The golden rules when buying and selling global shares include:

  • Keep an eye on the clock: It’s important to know the active trading hours of each offshore market and to plan trade execution carefully. Each market has high-liquidity windows that may generate the optimal outcome for an adviser’s clients. For major global markets, these include:
    • US: 12am – 3am AEDT
    • UK/Europe: 7pm – 10pm AEDT
    • Asia (ex-Japan): 11am – 1pm AEDT.

Market opening and closing periods are typically associated with heightened volatility, which can lead to increased price slippage – particularly for manually placed orders. 

The first and last 90 minutes of any trading session generally have higher volume and higher volatility.

Some trading platforms support pre-loaded orders for overnight execution, helping align trades with preferred timing. These standing instructions, or automations are commonly used when trading via wrap platforms or model portfolios.

International holidays and earnings seasons are known to influence market conditions, often leading to reduced liquidity and increased price volatility. These periods can result in irregular trading patterns and unpredictable pricing behaviour, which may affect execution quality.

  • Plan your order placement: It’s ideal to use limit orders where possible. This allows you to set a specific price at which to trade to control execution price. It is a particularly valuable strategy for thinly traded stock names or in periods of low liquidity.

Market orders – which execute trades immediately at the best available price – potentially can be used when liquidity is very deep. For example, market orders for US mega-caps are best placed during core trading hours.

Advisers can consider asking their broker to place large trades as “icebergs”, especially in European and Asian markets. This means only part of the order is disclosed at any one time and the rest remains hidden to avoid signalling the transaction to others.

It’s also wise to avoid using a single exchange venue as best execution in both Europe and the US often requires Smart Order Routing across multiple lit and dark venues. 

For larger scale traders, it can be worth conducting Posts-Trade venue analysis to ensure orders are routed effectively and not completed at sub-par prices.

  • Beware platform constraints: Some Australian platforms only support batched or delayed execution for offshore equities. This may result in overnight slippage in the price at which a trade is executed. 

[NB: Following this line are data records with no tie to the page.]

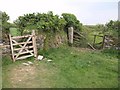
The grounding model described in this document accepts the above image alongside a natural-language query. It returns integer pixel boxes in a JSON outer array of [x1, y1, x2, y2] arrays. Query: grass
[[2, 46, 118, 88], [10, 28, 21, 36]]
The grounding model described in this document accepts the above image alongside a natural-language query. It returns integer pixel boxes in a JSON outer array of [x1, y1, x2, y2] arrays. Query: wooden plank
[[9, 34, 15, 62], [73, 35, 81, 38], [13, 46, 33, 51], [73, 31, 86, 38], [12, 39, 34, 55], [73, 38, 81, 41], [14, 50, 34, 55], [12, 41, 32, 46], [12, 35, 32, 39], [15, 36, 32, 59], [32, 30, 37, 57], [16, 54, 34, 60], [87, 43, 96, 50]]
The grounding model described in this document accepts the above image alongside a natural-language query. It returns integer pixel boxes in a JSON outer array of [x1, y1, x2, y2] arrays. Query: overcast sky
[[0, 0, 119, 25]]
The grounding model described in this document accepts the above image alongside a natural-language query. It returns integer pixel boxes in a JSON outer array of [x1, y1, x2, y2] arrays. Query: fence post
[[9, 34, 15, 62], [32, 30, 37, 57], [68, 27, 73, 46]]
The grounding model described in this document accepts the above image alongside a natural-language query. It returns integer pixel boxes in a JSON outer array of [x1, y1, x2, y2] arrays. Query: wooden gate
[[9, 30, 37, 62]]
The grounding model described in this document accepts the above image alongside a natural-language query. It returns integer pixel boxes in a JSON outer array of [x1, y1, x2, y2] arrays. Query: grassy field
[[2, 46, 118, 88]]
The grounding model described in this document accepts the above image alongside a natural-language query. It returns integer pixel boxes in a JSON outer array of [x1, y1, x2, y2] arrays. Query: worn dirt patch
[[8, 61, 58, 88], [10, 64, 37, 88]]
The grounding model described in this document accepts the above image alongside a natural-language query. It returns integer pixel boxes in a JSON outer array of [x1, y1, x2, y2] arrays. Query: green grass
[[2, 46, 118, 88]]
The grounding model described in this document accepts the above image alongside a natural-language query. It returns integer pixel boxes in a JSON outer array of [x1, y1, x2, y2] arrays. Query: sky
[[0, 0, 119, 25]]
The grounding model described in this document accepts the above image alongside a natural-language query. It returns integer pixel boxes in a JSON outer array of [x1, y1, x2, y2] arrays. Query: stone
[[37, 55, 44, 60], [22, 63, 29, 66], [19, 80, 22, 82], [27, 61, 33, 65], [47, 59, 52, 62]]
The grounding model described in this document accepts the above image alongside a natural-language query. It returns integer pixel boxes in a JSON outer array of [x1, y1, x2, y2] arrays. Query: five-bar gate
[[9, 30, 37, 62]]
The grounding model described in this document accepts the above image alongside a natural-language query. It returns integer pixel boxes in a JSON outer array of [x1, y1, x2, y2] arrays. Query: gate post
[[32, 30, 37, 57], [9, 34, 15, 62], [68, 27, 73, 46]]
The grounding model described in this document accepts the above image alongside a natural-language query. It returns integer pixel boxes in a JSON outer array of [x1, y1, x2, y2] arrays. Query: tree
[[1, 12, 11, 41], [2, 12, 9, 22], [105, 20, 119, 37], [62, 13, 82, 32], [14, 11, 66, 35], [2, 12, 10, 33], [14, 13, 37, 35]]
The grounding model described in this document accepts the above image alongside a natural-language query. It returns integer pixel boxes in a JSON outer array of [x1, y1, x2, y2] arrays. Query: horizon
[[0, 0, 119, 25]]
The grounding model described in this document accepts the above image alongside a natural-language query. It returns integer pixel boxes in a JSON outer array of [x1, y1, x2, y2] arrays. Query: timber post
[[32, 30, 37, 57], [9, 34, 15, 62]]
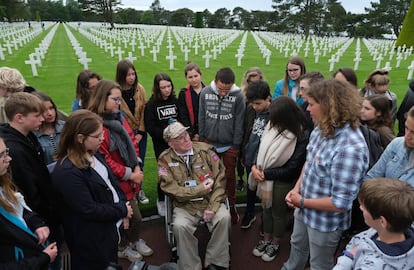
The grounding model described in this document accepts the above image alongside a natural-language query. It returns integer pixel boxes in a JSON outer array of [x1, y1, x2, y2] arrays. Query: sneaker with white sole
[[261, 244, 279, 262], [157, 200, 165, 216], [137, 190, 149, 204], [252, 240, 271, 257], [131, 239, 153, 256], [118, 246, 143, 262]]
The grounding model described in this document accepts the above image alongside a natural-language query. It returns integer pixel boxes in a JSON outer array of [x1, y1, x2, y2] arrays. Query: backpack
[[359, 124, 384, 169]]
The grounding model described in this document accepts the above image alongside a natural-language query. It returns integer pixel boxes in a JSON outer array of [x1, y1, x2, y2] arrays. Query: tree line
[[0, 0, 410, 38]]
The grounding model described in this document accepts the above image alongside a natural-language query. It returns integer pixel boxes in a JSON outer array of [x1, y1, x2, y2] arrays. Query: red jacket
[[99, 117, 140, 200]]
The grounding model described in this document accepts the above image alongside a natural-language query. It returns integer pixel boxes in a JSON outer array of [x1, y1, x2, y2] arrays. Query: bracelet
[[342, 250, 354, 260], [299, 196, 305, 209]]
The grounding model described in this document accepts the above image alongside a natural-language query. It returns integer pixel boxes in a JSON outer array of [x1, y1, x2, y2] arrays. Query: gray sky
[[121, 0, 376, 14]]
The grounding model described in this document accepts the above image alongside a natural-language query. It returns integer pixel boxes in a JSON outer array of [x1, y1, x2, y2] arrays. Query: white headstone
[[150, 46, 157, 62], [408, 61, 414, 80], [116, 47, 124, 61], [202, 50, 212, 68], [126, 52, 137, 63], [25, 53, 40, 77], [166, 51, 177, 70]]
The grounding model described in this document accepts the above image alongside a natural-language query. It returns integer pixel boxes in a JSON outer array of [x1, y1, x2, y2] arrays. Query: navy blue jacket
[[52, 154, 127, 270]]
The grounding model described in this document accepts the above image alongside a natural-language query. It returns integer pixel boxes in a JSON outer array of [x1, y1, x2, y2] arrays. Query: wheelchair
[[164, 195, 231, 266]]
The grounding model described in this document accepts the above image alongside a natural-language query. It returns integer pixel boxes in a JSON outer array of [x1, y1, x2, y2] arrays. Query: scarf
[[103, 112, 139, 169], [248, 122, 297, 208]]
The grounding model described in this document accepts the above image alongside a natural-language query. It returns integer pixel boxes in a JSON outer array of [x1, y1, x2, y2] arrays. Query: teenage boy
[[333, 178, 414, 269], [240, 80, 271, 229], [0, 92, 60, 265], [199, 67, 246, 224]]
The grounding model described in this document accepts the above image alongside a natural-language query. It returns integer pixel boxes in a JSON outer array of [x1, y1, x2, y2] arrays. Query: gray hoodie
[[198, 80, 245, 150]]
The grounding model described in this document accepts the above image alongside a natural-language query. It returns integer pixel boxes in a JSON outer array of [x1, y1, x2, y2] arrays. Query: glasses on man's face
[[87, 131, 104, 140], [110, 97, 122, 104], [287, 68, 300, 73], [0, 148, 9, 159]]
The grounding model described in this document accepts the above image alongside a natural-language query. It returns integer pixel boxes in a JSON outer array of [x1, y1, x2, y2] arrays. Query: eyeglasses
[[86, 131, 104, 140], [110, 97, 122, 103], [287, 68, 300, 73], [0, 148, 9, 159]]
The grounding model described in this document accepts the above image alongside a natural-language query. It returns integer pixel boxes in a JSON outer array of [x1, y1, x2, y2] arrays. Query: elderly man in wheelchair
[[158, 119, 231, 270]]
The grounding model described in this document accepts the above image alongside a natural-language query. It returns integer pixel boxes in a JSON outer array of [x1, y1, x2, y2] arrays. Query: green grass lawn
[[2, 22, 414, 216]]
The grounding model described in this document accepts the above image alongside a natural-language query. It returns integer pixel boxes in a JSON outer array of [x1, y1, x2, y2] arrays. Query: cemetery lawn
[[2, 22, 414, 216]]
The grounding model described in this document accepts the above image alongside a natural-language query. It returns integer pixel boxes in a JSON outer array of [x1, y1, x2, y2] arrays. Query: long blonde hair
[[0, 138, 18, 214]]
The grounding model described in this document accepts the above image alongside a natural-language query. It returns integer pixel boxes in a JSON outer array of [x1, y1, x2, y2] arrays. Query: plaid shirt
[[297, 124, 369, 232]]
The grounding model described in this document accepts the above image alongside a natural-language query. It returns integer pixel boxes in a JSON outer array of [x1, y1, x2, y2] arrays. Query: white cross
[[150, 46, 157, 62], [396, 53, 403, 68], [107, 43, 115, 58], [383, 61, 391, 71], [408, 61, 414, 80], [202, 50, 212, 68], [193, 42, 199, 55], [328, 55, 336, 72], [25, 53, 40, 77], [130, 39, 136, 52], [4, 40, 13, 55], [116, 46, 124, 61], [0, 45, 5, 60], [235, 52, 244, 67], [138, 42, 145, 56], [212, 46, 218, 60], [166, 51, 176, 70], [354, 55, 362, 70], [126, 52, 137, 63], [284, 47, 290, 58], [182, 46, 190, 62], [78, 53, 92, 70], [375, 54, 383, 69], [314, 50, 320, 63]]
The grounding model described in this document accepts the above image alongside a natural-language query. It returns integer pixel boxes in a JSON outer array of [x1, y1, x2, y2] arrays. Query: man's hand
[[203, 178, 214, 192], [35, 226, 50, 245], [285, 189, 301, 208], [203, 209, 215, 222]]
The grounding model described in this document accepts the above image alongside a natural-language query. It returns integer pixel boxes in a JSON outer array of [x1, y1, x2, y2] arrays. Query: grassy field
[[2, 22, 414, 216]]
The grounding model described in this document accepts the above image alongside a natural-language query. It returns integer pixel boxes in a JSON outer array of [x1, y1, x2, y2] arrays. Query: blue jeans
[[282, 217, 343, 270]]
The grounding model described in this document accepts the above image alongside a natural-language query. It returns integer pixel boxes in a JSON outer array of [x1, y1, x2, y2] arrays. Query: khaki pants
[[173, 204, 231, 269]]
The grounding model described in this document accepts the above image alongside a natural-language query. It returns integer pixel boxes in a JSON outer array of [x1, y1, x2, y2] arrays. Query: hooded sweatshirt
[[198, 81, 245, 150], [333, 227, 414, 270]]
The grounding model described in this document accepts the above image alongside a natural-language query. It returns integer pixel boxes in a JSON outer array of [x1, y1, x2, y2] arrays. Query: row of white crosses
[[63, 24, 92, 69], [0, 22, 45, 61], [235, 32, 247, 67], [250, 31, 271, 65], [24, 23, 59, 77]]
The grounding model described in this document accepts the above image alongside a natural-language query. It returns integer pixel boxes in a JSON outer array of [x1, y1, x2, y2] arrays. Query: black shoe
[[206, 264, 226, 270], [236, 179, 244, 192], [240, 213, 256, 229]]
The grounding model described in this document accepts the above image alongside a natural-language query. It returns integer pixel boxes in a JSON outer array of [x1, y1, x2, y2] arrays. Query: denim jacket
[[34, 120, 65, 165], [366, 137, 414, 187]]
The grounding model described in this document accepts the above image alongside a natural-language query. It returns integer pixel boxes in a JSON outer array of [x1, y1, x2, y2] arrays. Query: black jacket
[[263, 130, 310, 183], [52, 155, 127, 270], [0, 125, 59, 226], [397, 79, 414, 136], [0, 207, 50, 270], [144, 95, 179, 158]]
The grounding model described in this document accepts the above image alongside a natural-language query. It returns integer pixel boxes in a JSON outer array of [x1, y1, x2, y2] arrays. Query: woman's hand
[[43, 242, 58, 262], [35, 226, 50, 245]]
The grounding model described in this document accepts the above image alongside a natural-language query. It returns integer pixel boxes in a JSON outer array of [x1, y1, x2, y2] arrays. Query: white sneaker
[[118, 246, 143, 262], [157, 200, 165, 216], [138, 190, 149, 204], [131, 239, 153, 256]]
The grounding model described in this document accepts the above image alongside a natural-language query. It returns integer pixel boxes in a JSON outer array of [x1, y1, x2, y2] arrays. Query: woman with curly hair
[[283, 79, 369, 270]]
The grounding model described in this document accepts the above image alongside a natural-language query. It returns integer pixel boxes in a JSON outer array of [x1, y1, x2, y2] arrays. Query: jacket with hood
[[0, 124, 58, 226], [333, 227, 414, 270], [198, 81, 245, 150], [397, 79, 414, 136]]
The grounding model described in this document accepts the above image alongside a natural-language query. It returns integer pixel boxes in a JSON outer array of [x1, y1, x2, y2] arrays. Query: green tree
[[150, 0, 164, 24], [115, 8, 143, 24], [208, 8, 230, 28], [230, 7, 248, 29], [169, 8, 194, 26], [323, 0, 347, 35], [66, 0, 83, 21], [272, 0, 325, 36], [0, 0, 26, 22], [365, 0, 411, 37], [194, 11, 203, 28], [78, 0, 120, 28], [396, 0, 414, 47]]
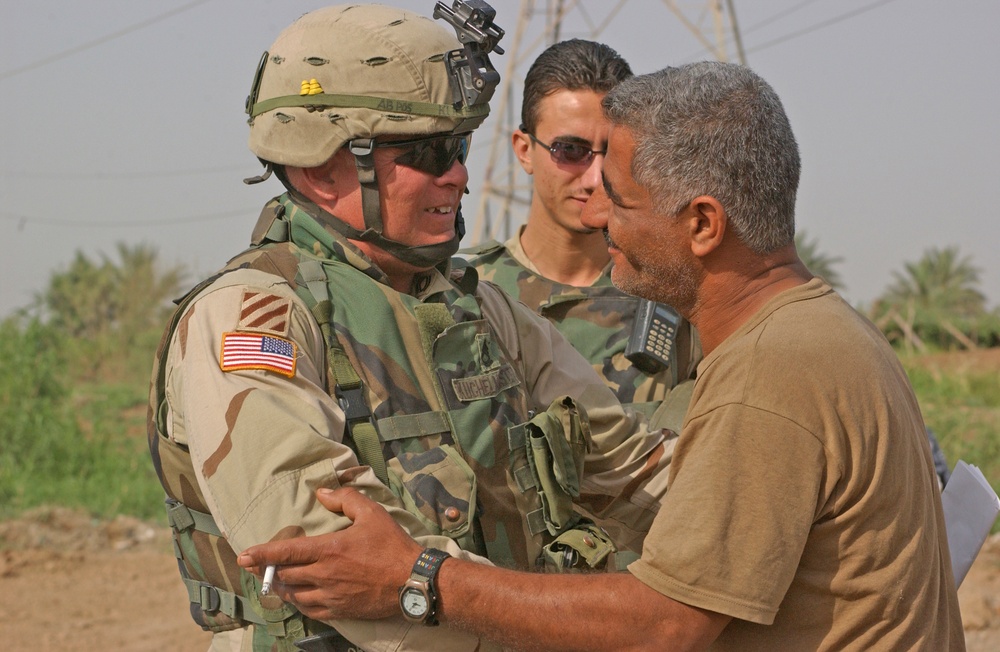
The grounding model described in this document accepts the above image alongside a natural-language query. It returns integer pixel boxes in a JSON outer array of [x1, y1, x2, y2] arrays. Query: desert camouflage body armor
[[148, 194, 621, 648], [462, 237, 701, 418]]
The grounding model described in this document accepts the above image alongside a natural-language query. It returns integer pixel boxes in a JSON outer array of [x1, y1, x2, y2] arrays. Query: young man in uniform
[[239, 62, 966, 651], [148, 5, 672, 651], [462, 40, 699, 429]]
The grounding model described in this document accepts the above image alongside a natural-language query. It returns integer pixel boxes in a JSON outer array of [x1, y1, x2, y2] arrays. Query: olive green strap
[[378, 411, 452, 441], [165, 498, 223, 538], [181, 577, 269, 627], [163, 500, 271, 628], [298, 259, 390, 487], [249, 93, 490, 120], [349, 421, 388, 485]]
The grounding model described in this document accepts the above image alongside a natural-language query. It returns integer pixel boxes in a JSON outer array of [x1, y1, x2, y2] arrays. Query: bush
[[0, 317, 164, 521], [902, 353, 1000, 532]]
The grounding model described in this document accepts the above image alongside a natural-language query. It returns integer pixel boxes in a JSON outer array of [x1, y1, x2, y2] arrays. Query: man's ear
[[286, 157, 339, 203], [512, 129, 534, 175], [688, 195, 726, 257]]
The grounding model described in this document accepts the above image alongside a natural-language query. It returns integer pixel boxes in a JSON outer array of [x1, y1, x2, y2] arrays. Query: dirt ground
[[1, 507, 999, 651]]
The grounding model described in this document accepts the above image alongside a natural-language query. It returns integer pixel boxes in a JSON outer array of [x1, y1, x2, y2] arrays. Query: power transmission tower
[[469, 0, 745, 245]]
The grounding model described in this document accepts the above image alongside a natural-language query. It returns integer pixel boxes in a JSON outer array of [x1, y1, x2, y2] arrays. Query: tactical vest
[[463, 240, 697, 418], [148, 196, 618, 649]]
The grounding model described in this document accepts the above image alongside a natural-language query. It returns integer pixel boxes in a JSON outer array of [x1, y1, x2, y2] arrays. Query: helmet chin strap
[[280, 140, 465, 270]]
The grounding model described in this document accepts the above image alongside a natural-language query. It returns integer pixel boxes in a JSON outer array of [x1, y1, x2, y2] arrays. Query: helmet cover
[[247, 4, 490, 167]]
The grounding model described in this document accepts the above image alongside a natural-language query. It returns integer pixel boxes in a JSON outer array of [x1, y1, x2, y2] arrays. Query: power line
[[1, 165, 251, 180], [745, 0, 900, 55], [741, 0, 825, 36], [1, 142, 492, 181], [0, 0, 211, 81], [0, 207, 254, 229], [680, 0, 901, 61]]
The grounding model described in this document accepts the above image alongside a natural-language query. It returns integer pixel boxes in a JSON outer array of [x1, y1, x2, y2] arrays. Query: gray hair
[[602, 61, 800, 254]]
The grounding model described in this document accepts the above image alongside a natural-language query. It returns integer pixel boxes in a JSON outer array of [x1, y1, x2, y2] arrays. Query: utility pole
[[469, 0, 745, 245]]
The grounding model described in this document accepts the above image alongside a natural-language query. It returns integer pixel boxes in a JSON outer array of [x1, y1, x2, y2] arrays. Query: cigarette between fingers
[[261, 564, 276, 595]]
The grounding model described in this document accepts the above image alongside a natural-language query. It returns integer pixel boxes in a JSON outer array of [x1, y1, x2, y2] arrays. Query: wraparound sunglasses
[[375, 133, 471, 177]]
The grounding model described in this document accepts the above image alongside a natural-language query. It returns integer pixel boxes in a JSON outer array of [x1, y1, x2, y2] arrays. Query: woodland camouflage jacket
[[460, 229, 701, 416], [148, 194, 671, 651]]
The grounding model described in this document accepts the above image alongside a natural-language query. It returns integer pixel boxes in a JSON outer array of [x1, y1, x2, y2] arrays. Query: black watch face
[[400, 586, 429, 619]]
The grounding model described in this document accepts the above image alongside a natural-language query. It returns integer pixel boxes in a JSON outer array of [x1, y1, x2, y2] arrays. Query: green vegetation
[[904, 354, 1000, 498], [0, 315, 166, 520], [0, 244, 184, 522], [871, 246, 1000, 350]]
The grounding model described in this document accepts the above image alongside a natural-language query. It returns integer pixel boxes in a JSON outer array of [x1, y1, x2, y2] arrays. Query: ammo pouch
[[509, 396, 621, 572], [521, 395, 589, 532], [539, 522, 618, 572]]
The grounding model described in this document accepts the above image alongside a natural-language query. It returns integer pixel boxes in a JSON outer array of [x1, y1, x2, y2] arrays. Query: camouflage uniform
[[148, 194, 671, 651], [461, 227, 701, 417]]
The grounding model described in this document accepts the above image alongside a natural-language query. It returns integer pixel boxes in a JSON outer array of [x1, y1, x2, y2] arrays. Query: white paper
[[941, 460, 1000, 588]]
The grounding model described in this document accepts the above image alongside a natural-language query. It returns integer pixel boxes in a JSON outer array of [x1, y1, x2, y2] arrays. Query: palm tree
[[38, 243, 186, 342], [795, 231, 844, 290], [874, 245, 985, 350], [111, 242, 187, 336], [42, 251, 117, 338]]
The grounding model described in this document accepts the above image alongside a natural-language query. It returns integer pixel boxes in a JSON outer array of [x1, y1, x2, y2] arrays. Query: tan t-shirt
[[630, 279, 964, 651]]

It can also introduce “queuing effects” to a transaction. In other words, orders further down the queue may take longer to execute as other orders need to be filled ahead of them.

Trading platforms which offer direct market access help overcome this challenge by allowing advisers to place orders directly with an exchange, rather than via an intermediary. It can also be worthwhile using brokers which offer a special execution service for time sensitive trades.

It is important that your platform has a multitude of order types. Advanced order types including conditional orders, trailing Stop Loss and One Cancels the Other (OCO) may provide improved precision over execution price.

In addition, different order duration options such as Good until Date (GTD) may also be useful to achieve target prices either buying or selling.

  • Be dollar aware: Rather than relying on retail Foreign Exchange (FX) conversions, some brokers offer mechanisms to net FX exposures across clients or trades – if permitted.

The real-time FX hedging offered by some brokers is a real advantage as it allows advisers to match trade timing with currency execution. Multi-currency Wallets offered by some brokers such as AUSIEX can help advisers manage currency risk for clients by allowing them to maintain cash holdings in chosen denominations over time.

Dividends can also accumulate in the Wallet, allowing advisers to be somewhat strategic in terms of precisely when to convert the foreign currency back into Australian dollars.